Narrative Failure in Data Analysis

A data analysis can fail if it doesn’t present a coherent story and “close all the doors”. Such a failure is not simply a problem with communication, but often indicates a problem with the details of the analysis itself.

Roger Peng true

In data analysis there is often a distinction between doing the data analysis and communicating the data analysis. The idea is to analyze the data and then come up with some sort of narrative that explains what is going on with the data. There is a sense in which these are distinct steps of a process.

However, considering the narrative or story of a data analysis may contribute to improving the quality of a data analysis and so we should re-consider whether the idea of story and the idea of analysis are unrelated.

What were are not talking about here is fitting the data analysis to tell a specific story. The danger that most people fear is that we come up with a story first and the pick and choose the elements of a data analysis that are aligned with that story (and remove the elements that contradict the story).

The kind of story we are talking about here involves the explanation for the sequence of steps that are taken as part of the analysis. If one were to examine the steps taken in a data analysis, one could come up with a kind of “story” or narrative that could be told about those steps.

For example, a short data analysis might read as:

We read the data in, then we made a histogram of x, and then we ran a linear regression of y on x.

That is the “story” of the analysis. Any real data analysis will likely have a more complex story but the idea of a story or narrative remains. It’s valuable to think about the narrative you are building as you are analyzing the data. It can serve as a way to organize your steps and can guide you to planning future steps.

Like with any story, the story or narrative of the data analysis has to make sense. The problem with the story I just told above is that it makes no sense. Why did we make a histogram? Why not a boxplot or a scatterplot? Why did we run a regression? Why not use an approach that is more flexible? These questions are not about the story of how the results are interpreted, they are about the story of the analysis itself.

Closing All the Doors

In the documentary Showrunners: The Art of Running a TV Show, Bill Prady, creator of the long-running comedy TV show The Big Bang Theory talks about the challenges of writing comedy versus writing drama. He claims writing comedy is harder than drama because in comedy you’re often moving people into ridiculous situations. But simply putting someone in a ridiculous situation isn’t inherently funny. Rather, you have to write the story so that the character must be put into that situation. Prady says:

Our slang in the [writer’s] room is you have to close all the other doors, so that the only door available to this character is the door that leads to the big block comedy scene you want to do…. You have to get to the point where the audience would say, “You know what, if I were in that situation, damn it if I wouldn’t do the exact same thing!”

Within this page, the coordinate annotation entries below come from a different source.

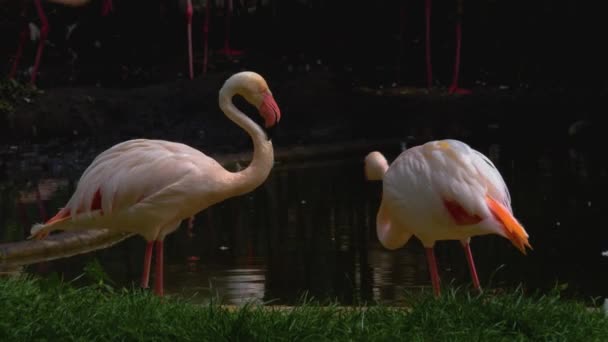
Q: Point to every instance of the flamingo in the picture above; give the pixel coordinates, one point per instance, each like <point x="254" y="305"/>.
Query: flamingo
<point x="442" y="190"/>
<point x="148" y="187"/>
<point x="44" y="30"/>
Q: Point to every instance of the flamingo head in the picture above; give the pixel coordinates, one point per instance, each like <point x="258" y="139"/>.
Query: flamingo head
<point x="256" y="91"/>
<point x="375" y="166"/>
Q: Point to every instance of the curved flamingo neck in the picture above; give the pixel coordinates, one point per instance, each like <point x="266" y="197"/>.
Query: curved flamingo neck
<point x="246" y="180"/>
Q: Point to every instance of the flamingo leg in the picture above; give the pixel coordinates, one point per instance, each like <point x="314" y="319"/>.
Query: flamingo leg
<point x="206" y="36"/>
<point x="106" y="7"/>
<point x="430" y="256"/>
<point x="145" y="276"/>
<point x="41" y="208"/>
<point x="189" y="11"/>
<point x="44" y="31"/>
<point x="471" y="262"/>
<point x="227" y="50"/>
<point x="22" y="38"/>
<point x="159" y="276"/>
<point x="429" y="67"/>
<point x="454" y="89"/>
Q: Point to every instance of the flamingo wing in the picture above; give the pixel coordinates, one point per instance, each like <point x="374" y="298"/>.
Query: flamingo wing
<point x="129" y="172"/>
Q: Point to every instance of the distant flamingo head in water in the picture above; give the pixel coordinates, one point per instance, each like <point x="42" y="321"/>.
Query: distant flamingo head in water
<point x="375" y="166"/>
<point x="255" y="90"/>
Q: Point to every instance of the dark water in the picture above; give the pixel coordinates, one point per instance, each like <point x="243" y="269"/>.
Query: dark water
<point x="310" y="229"/>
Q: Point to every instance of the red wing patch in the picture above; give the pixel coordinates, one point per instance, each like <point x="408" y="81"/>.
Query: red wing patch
<point x="459" y="214"/>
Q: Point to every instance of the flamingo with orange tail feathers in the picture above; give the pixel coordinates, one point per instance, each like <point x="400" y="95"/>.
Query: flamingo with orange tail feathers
<point x="148" y="187"/>
<point x="442" y="190"/>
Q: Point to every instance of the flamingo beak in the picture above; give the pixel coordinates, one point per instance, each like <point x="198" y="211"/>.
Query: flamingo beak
<point x="269" y="110"/>
<point x="271" y="113"/>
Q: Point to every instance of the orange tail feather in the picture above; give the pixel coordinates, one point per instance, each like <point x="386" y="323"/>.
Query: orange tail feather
<point x="513" y="229"/>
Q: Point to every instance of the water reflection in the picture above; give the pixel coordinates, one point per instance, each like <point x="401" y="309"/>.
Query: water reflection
<point x="310" y="229"/>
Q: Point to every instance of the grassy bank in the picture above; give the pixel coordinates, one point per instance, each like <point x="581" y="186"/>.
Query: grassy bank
<point x="39" y="310"/>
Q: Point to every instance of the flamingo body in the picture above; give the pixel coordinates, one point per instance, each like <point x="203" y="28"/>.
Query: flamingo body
<point x="442" y="190"/>
<point x="148" y="187"/>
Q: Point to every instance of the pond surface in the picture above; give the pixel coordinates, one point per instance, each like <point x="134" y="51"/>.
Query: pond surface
<point x="310" y="230"/>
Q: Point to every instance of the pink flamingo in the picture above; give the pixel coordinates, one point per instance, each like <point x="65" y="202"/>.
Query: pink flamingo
<point x="44" y="30"/>
<point x="442" y="190"/>
<point x="148" y="187"/>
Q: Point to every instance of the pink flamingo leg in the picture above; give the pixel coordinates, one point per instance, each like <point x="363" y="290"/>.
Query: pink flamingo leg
<point x="44" y="31"/>
<point x="430" y="256"/>
<point x="189" y="11"/>
<point x="471" y="262"/>
<point x="227" y="50"/>
<point x="106" y="7"/>
<point x="145" y="276"/>
<point x="22" y="38"/>
<point x="206" y="37"/>
<point x="159" y="276"/>
<point x="454" y="89"/>
<point x="429" y="67"/>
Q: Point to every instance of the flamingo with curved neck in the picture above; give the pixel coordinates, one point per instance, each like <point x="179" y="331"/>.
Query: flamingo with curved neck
<point x="148" y="187"/>
<point x="442" y="190"/>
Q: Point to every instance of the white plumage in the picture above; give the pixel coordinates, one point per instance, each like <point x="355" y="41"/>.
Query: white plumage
<point x="442" y="190"/>
<point x="149" y="186"/>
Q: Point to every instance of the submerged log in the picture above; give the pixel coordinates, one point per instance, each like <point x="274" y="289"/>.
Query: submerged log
<point x="56" y="246"/>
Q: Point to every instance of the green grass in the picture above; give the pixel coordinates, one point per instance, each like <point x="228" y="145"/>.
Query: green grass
<point x="50" y="310"/>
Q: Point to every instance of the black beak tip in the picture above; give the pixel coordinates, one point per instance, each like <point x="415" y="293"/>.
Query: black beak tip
<point x="270" y="131"/>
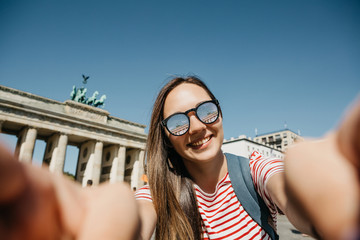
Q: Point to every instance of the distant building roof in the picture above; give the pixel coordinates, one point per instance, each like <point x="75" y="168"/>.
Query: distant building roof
<point x="282" y="130"/>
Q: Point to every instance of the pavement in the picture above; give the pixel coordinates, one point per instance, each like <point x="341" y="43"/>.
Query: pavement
<point x="287" y="231"/>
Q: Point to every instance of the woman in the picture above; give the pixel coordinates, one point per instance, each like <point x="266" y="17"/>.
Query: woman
<point x="190" y="195"/>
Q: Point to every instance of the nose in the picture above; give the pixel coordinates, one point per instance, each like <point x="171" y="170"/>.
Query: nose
<point x="195" y="124"/>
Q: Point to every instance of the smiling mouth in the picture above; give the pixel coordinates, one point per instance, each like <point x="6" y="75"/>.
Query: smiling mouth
<point x="200" y="143"/>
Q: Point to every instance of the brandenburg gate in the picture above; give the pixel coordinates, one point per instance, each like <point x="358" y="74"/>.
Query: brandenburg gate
<point x="110" y="148"/>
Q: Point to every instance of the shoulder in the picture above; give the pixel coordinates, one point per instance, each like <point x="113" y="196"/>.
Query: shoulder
<point x="143" y="193"/>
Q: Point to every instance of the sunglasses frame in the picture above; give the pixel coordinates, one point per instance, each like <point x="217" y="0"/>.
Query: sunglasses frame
<point x="215" y="101"/>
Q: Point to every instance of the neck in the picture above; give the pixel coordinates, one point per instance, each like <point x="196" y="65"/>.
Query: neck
<point x="207" y="174"/>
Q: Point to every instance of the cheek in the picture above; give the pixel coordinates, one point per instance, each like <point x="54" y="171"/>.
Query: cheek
<point x="176" y="141"/>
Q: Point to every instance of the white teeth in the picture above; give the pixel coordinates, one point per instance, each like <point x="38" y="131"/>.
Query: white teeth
<point x="201" y="142"/>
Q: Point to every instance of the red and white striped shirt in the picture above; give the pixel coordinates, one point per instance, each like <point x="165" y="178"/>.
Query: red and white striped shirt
<point x="222" y="214"/>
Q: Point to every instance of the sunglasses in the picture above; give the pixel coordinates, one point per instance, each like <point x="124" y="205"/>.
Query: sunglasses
<point x="179" y="123"/>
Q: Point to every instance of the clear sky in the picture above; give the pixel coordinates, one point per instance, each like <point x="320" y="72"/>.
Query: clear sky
<point x="269" y="63"/>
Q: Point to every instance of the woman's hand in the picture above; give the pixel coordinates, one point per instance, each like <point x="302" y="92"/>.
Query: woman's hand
<point x="36" y="204"/>
<point x="322" y="179"/>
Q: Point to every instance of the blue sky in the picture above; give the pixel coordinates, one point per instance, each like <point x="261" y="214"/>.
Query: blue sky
<point x="268" y="62"/>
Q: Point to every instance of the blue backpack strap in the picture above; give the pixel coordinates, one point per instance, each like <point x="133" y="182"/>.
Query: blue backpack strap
<point x="242" y="182"/>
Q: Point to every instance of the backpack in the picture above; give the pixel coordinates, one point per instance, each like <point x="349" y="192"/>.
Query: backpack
<point x="242" y="182"/>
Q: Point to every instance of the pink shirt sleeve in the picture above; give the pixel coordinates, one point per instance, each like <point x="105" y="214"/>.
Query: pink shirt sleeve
<point x="262" y="169"/>
<point x="143" y="193"/>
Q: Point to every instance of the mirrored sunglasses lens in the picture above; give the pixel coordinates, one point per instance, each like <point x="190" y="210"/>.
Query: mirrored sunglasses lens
<point x="178" y="124"/>
<point x="208" y="112"/>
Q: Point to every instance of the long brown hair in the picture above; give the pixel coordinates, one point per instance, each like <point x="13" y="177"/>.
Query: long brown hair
<point x="170" y="184"/>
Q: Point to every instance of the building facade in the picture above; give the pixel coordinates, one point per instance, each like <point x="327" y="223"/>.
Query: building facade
<point x="110" y="148"/>
<point x="280" y="140"/>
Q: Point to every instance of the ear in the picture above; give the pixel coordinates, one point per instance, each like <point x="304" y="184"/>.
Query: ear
<point x="348" y="134"/>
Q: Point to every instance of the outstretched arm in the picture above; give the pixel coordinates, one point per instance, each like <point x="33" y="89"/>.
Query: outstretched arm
<point x="322" y="179"/>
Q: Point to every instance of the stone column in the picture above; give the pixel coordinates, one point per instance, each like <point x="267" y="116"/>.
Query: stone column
<point x="59" y="154"/>
<point x="25" y="148"/>
<point x="93" y="167"/>
<point x="118" y="166"/>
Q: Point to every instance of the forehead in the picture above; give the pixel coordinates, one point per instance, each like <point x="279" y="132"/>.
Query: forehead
<point x="184" y="97"/>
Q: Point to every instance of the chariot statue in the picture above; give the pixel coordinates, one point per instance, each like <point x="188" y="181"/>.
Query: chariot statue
<point x="79" y="95"/>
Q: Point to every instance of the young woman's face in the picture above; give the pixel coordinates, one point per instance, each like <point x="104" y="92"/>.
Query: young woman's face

Suppose you’re watching a movie about a bank robbery at night and the robbers are having all kinds of problems because it’s dark. Maybe that’s funny, but not if you’re thinking to yourself “Why didn’t they just bring some flashlights?” If you find yourself asking that question, then this is a narrative failure. The writers of the story didn’t close all of the doors. They didn’t come up with a reason to explain why the robbers didn’t have flashlights to begin with.

Narrative failures in a movie or TV show represent gaps in logic that the viewer has to either impute or just be confused about. In either case, it’s not something you want the viewer to do. You want the story to just make sense and for each sequence in the story to follow from previous events.

The same is true in data analysis. If you’ve ever seen a presentation of a data analysis and thought, “Why didn’t they just…” then the presenter failed to close a door. For example, how many fancy machine learning presentations have you seen where you thought, “Why didn’t they just run a logistic regression?”

Types of Data Analysis Failure

There is no perfect door.

A narrative failure in a data analysis is a failure to justify the path chosen in the analysis vis a vis any number of plausible alternative paths that could have been taken. If those alternatives have not been ruled out, then a gap remains and the audience will be confused about why the alternative was not tried. It is the job of the analyst to either execute some of these alternate analyses or present some evidence regarding why they are not preferable. Ruling out these alternative analyses is part of building a successful data analysis narrative.

The idea of narrative failure gets to a difficult aspect of data analysis that students have trouble understanding, which is that rarely is there a single “right” or “best” way to do an analysis. In other words, rarely is there a single “door” to walk through. Often, there are many doors to walk through, and it almost doesn’t matter which door you choose, just so long as you manage to close all of the other ones along the way. If you choose door 1 then people might ask “Why didn’t you choose door 2?”. And if you choose door 2 then people will ask about door 1. There’s no perfect door to walk through, you just have to close one and walk through the other.